Power Windows expanded Rush’s soundscape in a big way: Alex Lifeson’s aggressive lead guitar was back on the arena-shaking opener “The Big Money,” but now it was fully integrated with the keys and effects. Neil Peart had discovered electronic drums, and tracks like the African-influenced “Territories” feature lively interplay between synth drums and the acoustic kit. Geddy Lee began to layer and harmonize his vocals, leading to dramatic moments like the multitracked choral finale of “Grand Designs.” For the first time, additional musicians were featured on a Rush album, including strings arranged by the Art of Noise’s Anne Dudley.
Power Windows is a concept album, and Peart’s lyrics play with the title by making each song a “window” into a different type of power: Political, social, nuclear, and in a couple of songs, the power of dreams and the unconscious. “Emotion Detector” is as close as Rush gets to a love song – or at least, a song about love and its power over individuals. “Middletown Dreams” is a more optimistic sequel to the earlier hit “Subdivisions,” and proposes an escape route: If the suburbs are too stifling, you can always dream your way out.

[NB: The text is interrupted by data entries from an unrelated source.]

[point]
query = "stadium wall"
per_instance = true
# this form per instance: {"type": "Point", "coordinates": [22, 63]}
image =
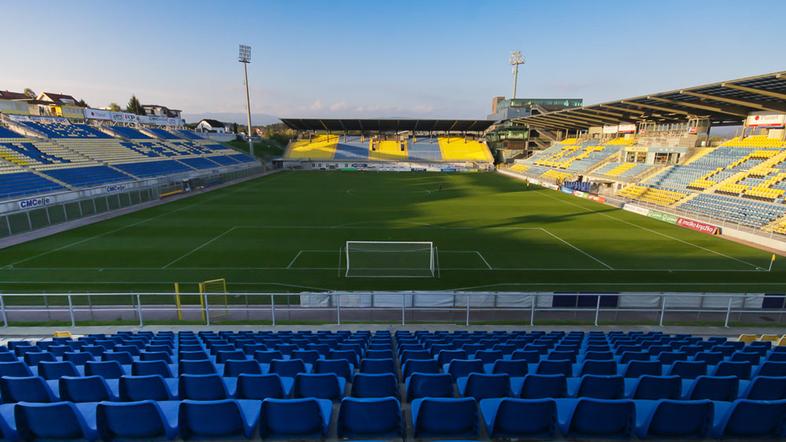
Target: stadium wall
{"type": "Point", "coordinates": [32, 218]}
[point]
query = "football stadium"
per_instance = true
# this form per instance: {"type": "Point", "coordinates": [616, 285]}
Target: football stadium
{"type": "Point", "coordinates": [608, 267]}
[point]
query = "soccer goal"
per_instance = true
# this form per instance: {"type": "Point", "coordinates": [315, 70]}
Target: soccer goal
{"type": "Point", "coordinates": [390, 259]}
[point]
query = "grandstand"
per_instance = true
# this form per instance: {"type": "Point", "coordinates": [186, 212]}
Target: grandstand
{"type": "Point", "coordinates": [477, 384]}
{"type": "Point", "coordinates": [405, 143]}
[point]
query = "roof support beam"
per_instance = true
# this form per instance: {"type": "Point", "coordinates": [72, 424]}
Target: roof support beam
{"type": "Point", "coordinates": [772, 107]}
{"type": "Point", "coordinates": [719, 109]}
{"type": "Point", "coordinates": [761, 92]}
{"type": "Point", "coordinates": [657, 108]}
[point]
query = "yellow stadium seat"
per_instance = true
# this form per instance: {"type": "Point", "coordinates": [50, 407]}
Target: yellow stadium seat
{"type": "Point", "coordinates": [320, 147]}
{"type": "Point", "coordinates": [463, 149]}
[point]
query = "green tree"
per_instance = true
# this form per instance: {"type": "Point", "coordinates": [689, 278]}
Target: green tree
{"type": "Point", "coordinates": [134, 106]}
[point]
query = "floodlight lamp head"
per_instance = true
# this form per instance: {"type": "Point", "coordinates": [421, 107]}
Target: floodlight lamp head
{"type": "Point", "coordinates": [244, 54]}
{"type": "Point", "coordinates": [516, 58]}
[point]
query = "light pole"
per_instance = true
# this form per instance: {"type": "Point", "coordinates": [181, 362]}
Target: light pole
{"type": "Point", "coordinates": [516, 59]}
{"type": "Point", "coordinates": [245, 58]}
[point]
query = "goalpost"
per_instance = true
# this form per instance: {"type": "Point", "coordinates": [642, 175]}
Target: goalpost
{"type": "Point", "coordinates": [390, 259]}
{"type": "Point", "coordinates": [214, 292]}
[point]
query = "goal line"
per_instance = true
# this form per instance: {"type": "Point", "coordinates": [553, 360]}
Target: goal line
{"type": "Point", "coordinates": [389, 259]}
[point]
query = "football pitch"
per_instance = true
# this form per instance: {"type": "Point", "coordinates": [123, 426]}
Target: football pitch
{"type": "Point", "coordinates": [285, 233]}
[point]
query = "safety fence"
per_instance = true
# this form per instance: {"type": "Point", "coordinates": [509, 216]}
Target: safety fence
{"type": "Point", "coordinates": [467, 308]}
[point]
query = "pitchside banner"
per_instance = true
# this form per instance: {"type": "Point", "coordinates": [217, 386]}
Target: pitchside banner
{"type": "Point", "coordinates": [698, 226]}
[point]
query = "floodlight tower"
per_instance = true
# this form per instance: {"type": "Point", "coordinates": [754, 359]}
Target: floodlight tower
{"type": "Point", "coordinates": [245, 58]}
{"type": "Point", "coordinates": [515, 60]}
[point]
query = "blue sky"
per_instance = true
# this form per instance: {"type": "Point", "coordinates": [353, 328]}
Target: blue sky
{"type": "Point", "coordinates": [353, 58]}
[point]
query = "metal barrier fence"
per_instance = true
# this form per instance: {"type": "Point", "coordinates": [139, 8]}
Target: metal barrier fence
{"type": "Point", "coordinates": [395, 308]}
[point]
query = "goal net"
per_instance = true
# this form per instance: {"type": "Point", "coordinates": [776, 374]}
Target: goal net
{"type": "Point", "coordinates": [214, 293]}
{"type": "Point", "coordinates": [390, 259]}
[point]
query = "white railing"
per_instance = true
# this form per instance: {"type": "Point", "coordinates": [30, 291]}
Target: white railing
{"type": "Point", "coordinates": [391, 307]}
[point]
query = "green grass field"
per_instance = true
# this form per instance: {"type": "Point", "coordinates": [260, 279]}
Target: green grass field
{"type": "Point", "coordinates": [284, 232]}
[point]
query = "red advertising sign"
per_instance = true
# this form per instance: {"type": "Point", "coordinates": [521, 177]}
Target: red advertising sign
{"type": "Point", "coordinates": [698, 226]}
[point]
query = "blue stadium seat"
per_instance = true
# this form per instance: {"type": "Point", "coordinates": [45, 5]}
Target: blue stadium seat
{"type": "Point", "coordinates": [141, 388]}
{"type": "Point", "coordinates": [85, 389]}
{"type": "Point", "coordinates": [27, 389]}
{"type": "Point", "coordinates": [601, 387]}
{"type": "Point", "coordinates": [714, 388]}
{"type": "Point", "coordinates": [234, 368]}
{"type": "Point", "coordinates": [674, 419]}
{"type": "Point", "coordinates": [421, 385]}
{"type": "Point", "coordinates": [295, 418]}
{"type": "Point", "coordinates": [599, 418]}
{"type": "Point", "coordinates": [511, 367]}
{"type": "Point", "coordinates": [105, 369]}
{"type": "Point", "coordinates": [540, 386]}
{"type": "Point", "coordinates": [262, 386]}
{"type": "Point", "coordinates": [202, 387]}
{"type": "Point", "coordinates": [377, 366]}
{"type": "Point", "coordinates": [765, 388]}
{"type": "Point", "coordinates": [370, 418]}
{"type": "Point", "coordinates": [746, 419]}
{"type": "Point", "coordinates": [444, 417]}
{"type": "Point", "coordinates": [658, 387]}
{"type": "Point", "coordinates": [216, 419]}
{"type": "Point", "coordinates": [137, 420]}
{"type": "Point", "coordinates": [484, 386]}
{"type": "Point", "coordinates": [519, 418]}
{"type": "Point", "coordinates": [370, 385]}
{"type": "Point", "coordinates": [340, 367]}
{"type": "Point", "coordinates": [319, 385]}
{"type": "Point", "coordinates": [53, 421]}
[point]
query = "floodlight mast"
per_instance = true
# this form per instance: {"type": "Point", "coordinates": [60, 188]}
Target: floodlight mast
{"type": "Point", "coordinates": [244, 57]}
{"type": "Point", "coordinates": [515, 60]}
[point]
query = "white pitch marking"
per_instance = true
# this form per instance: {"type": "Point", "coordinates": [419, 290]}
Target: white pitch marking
{"type": "Point", "coordinates": [577, 249]}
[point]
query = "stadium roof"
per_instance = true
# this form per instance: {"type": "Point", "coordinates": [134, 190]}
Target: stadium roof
{"type": "Point", "coordinates": [386, 125]}
{"type": "Point", "coordinates": [725, 103]}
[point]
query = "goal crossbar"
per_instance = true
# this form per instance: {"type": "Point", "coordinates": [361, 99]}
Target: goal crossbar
{"type": "Point", "coordinates": [389, 259]}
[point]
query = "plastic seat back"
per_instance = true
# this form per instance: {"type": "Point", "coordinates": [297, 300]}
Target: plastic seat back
{"type": "Point", "coordinates": [766, 388]}
{"type": "Point", "coordinates": [369, 417]}
{"type": "Point", "coordinates": [202, 387]}
{"type": "Point", "coordinates": [211, 419]}
{"type": "Point", "coordinates": [140, 388]}
{"type": "Point", "coordinates": [714, 388]}
{"type": "Point", "coordinates": [84, 389]}
{"type": "Point", "coordinates": [538, 386]}
{"type": "Point", "coordinates": [57, 421]}
{"type": "Point", "coordinates": [601, 418]}
{"type": "Point", "coordinates": [259, 386]}
{"type": "Point", "coordinates": [290, 418]}
{"type": "Point", "coordinates": [133, 420]}
{"type": "Point", "coordinates": [658, 387]}
{"type": "Point", "coordinates": [318, 385]}
{"type": "Point", "coordinates": [752, 419]}
{"type": "Point", "coordinates": [197, 366]}
{"type": "Point", "coordinates": [148, 368]}
{"type": "Point", "coordinates": [372, 385]}
{"type": "Point", "coordinates": [27, 389]}
{"type": "Point", "coordinates": [512, 367]}
{"type": "Point", "coordinates": [56, 370]}
{"type": "Point", "coordinates": [234, 368]}
{"type": "Point", "coordinates": [429, 385]}
{"type": "Point", "coordinates": [601, 387]}
{"type": "Point", "coordinates": [519, 418]}
{"type": "Point", "coordinates": [678, 419]}
{"type": "Point", "coordinates": [444, 417]}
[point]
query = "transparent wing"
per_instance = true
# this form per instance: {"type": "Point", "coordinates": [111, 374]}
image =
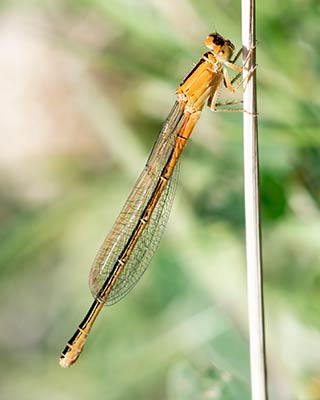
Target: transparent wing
{"type": "Point", "coordinates": [131, 213]}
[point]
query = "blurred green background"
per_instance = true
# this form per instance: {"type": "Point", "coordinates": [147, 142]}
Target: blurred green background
{"type": "Point", "coordinates": [85, 87]}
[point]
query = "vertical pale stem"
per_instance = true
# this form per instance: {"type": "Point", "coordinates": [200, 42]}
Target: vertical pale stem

Power Windows is also where Rush mastered what you might call the short-form epic. Luckily, these tracks have all the musical information that might have covered a full side in the past. “Manhattan Project” goes through multiple sections in its tale of the development of the first nuclear weapon, the orchestration enhancing the ominous nature of the story. In contrast, “Marathon” celebrates one of Peart’s favorite lyrical themes, the power of human accomplishment. It gathers momentum as it goes along, breaking into a power-trio instrumental during the midsection. The finale pulls out all the stops, with the strings and choir kicking in as our hero crosses the finish line.

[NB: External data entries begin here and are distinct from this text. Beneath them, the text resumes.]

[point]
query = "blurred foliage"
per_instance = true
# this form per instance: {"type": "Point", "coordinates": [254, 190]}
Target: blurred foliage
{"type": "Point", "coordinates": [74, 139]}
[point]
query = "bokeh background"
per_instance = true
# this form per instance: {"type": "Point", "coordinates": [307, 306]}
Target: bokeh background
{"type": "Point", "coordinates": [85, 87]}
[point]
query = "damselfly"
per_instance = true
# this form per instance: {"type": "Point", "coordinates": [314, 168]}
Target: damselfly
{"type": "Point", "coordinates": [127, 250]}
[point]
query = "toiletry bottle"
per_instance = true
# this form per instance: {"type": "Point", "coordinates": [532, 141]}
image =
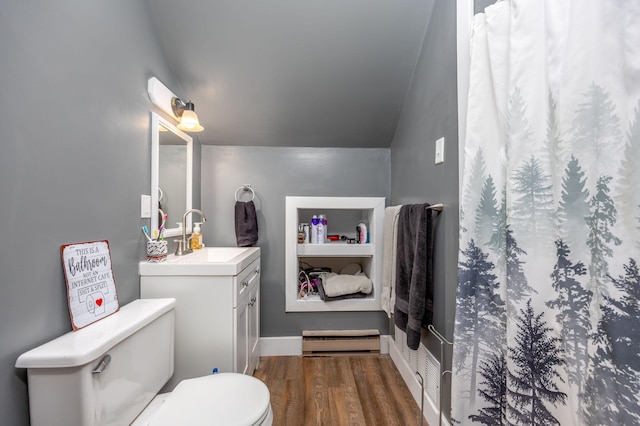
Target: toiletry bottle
{"type": "Point", "coordinates": [362, 233]}
{"type": "Point", "coordinates": [196, 237]}
{"type": "Point", "coordinates": [314, 229]}
{"type": "Point", "coordinates": [323, 219]}
{"type": "Point", "coordinates": [321, 232]}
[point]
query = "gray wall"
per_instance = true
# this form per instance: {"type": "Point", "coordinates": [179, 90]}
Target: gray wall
{"type": "Point", "coordinates": [74, 159]}
{"type": "Point", "coordinates": [275, 173]}
{"type": "Point", "coordinates": [430, 112]}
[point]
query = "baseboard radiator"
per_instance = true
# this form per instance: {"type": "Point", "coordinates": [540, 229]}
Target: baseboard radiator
{"type": "Point", "coordinates": [410, 364]}
{"type": "Point", "coordinates": [340, 342]}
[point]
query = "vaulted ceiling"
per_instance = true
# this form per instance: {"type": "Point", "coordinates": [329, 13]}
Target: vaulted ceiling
{"type": "Point", "coordinates": [323, 73]}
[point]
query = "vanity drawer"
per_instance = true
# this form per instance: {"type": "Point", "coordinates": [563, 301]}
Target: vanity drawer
{"type": "Point", "coordinates": [246, 280]}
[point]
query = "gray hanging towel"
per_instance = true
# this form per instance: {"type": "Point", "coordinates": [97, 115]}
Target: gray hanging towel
{"type": "Point", "coordinates": [246, 223]}
{"type": "Point", "coordinates": [414, 272]}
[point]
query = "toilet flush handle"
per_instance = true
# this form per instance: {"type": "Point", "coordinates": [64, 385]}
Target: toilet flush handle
{"type": "Point", "coordinates": [103, 364]}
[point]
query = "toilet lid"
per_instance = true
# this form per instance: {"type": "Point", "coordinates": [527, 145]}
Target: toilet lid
{"type": "Point", "coordinates": [218, 399]}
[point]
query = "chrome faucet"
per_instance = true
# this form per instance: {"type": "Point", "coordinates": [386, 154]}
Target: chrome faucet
{"type": "Point", "coordinates": [183, 248]}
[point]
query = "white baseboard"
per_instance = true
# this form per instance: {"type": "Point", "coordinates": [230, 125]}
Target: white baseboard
{"type": "Point", "coordinates": [430, 409]}
{"type": "Point", "coordinates": [281, 346]}
{"type": "Point", "coordinates": [292, 345]}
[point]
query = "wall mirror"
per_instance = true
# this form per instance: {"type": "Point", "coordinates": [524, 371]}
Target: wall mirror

As Geddy Lee sometimes pointed out in interviews, the final track on each Rush album tended to point toward the next album. In this case, “Mystic Rhythms” definitely stood out: It borrows African rhythms once again, but this time the music is slow and mysterious, as fits a song about unconscious power. It was also one of the most richly melodic things Rush had done yet, with Lee’s vocal evincing strength and subtlety. They’d continue exploring melody on the next album, Hold Your Fire. This being Rush, there were always more adventures ahead.